Ils s'installèrent à proximité des flammes et Willow s'enroula dans une fourrure chaude. Dans son dos, les écailles d'Aurélius chauffaient doucement. Il leva le nez vers les cieux d'un noir d'encre, constellé de points étincelants et de traînées laiteuses.
- Ma sœur dit que les étoiles ne sont pas des esprits mais des sphères aussi incandescentes que le soleil dont la lumière nous parvient. C'est Alya qui lui a parlé de ça. Elles essaient de fabriquer une machine pour observer les astres de plus près. Tu crois que c'est possible de les observer mieux qu'avec l'œil humain ?
Le génie des Hommes est infini Willow et l'humanité n'en est qu'à son début, expliqua son jumeau. Je parie que les progrès dans les siècles à venir seront conséquents et que le monde ne ressemblera plus à ce qu'il est aujourd'hui.
- Et à quoi est-ce qu'il ressemblera selon toi ?
Allez savoir. Nous ne serons plus là pour admirer ou déplorer les décisions des générations futures. Notre rôle est uniquement de leur permettre d'exister.
- Ce n'est déjà pas si mal si nous arrivons à préserver ce monde. Imagine une existence sans chevreuils ou sans rennes.
Impensable ! rit Aurélius.
Ils se murèrent dans le silence, absorbés par la contemplation des étoiles. Elles emplissaient parfois Willow d'une nostalgie si puissante que les larmes lui montaient aux yeux. Était-ce à cause de leur beauté froide et inatteignable ? Où était-ce provoqué par l'étendue de l'univers, face auquel il devenait poussière dans l'infini ?

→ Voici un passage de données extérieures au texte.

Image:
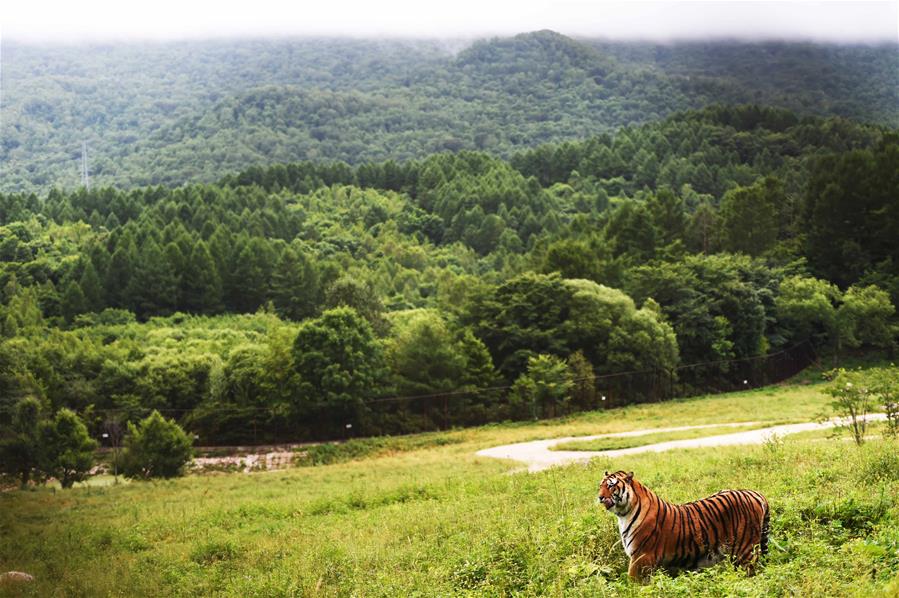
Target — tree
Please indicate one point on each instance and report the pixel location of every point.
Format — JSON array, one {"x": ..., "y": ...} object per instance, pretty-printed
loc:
[
  {"x": 295, "y": 285},
  {"x": 91, "y": 287},
  {"x": 583, "y": 390},
  {"x": 361, "y": 296},
  {"x": 806, "y": 307},
  {"x": 20, "y": 445},
  {"x": 749, "y": 216},
  {"x": 153, "y": 287},
  {"x": 423, "y": 355},
  {"x": 156, "y": 448},
  {"x": 864, "y": 317},
  {"x": 73, "y": 301},
  {"x": 200, "y": 282},
  {"x": 850, "y": 214},
  {"x": 66, "y": 451},
  {"x": 338, "y": 360},
  {"x": 545, "y": 386},
  {"x": 854, "y": 399}
]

Aurélius s'endormit, la tête posée sur ses pattes croisées. Willow continua d'admirer les étoiles, à chercher les constellations, à se répéter leurs histoires. Sa sœur les lui racontait à l'époque, lors de sa première année avec sa famille. Elle avait remarqué son intérêt pour le ciel et lui avait enseigné tout ce qu'elle savait à ce sujet.
Il traça des liens invisibles entre les étoiles du bout du doigt en répétant leur nom à voix basse. Il espérait qu'il arriverait à les admirer depuis le domaine de Bouklipon, où que celui-ci se situe. Faire une croix sur la nourriture ou la boisson le laissait indifférent mais il n'était pas prêt à renoncer aux étoiles.
- Tu les aimes toujours autant.
Il sursauta presque en se rendant compte qu'Aymeric se dressait à deux pas de lui, le visage levé vers les cieux. Le demi-dieu était le seul dont il peinait à entendre l'approche à cause de sa furtivité. Il se contenta d'un hochement de tête en guise de réponse.
- Elles brillent avec plus d'éclat ici qu'au château des gardes ou à la forteresse d'Amaris, pas vrai ?
Il opina du chef à nouveau. Aymeric le scruta du coin de l'œil, retint un soupir puis remua un peu de neige du bout de sa botte.
- Nous serons bientôt chez les Valseryes, dit bien inutilement le chevalier dragon. Elles nous donneront une solution et nous regagnerons la forteresse pour la mettre à exécution.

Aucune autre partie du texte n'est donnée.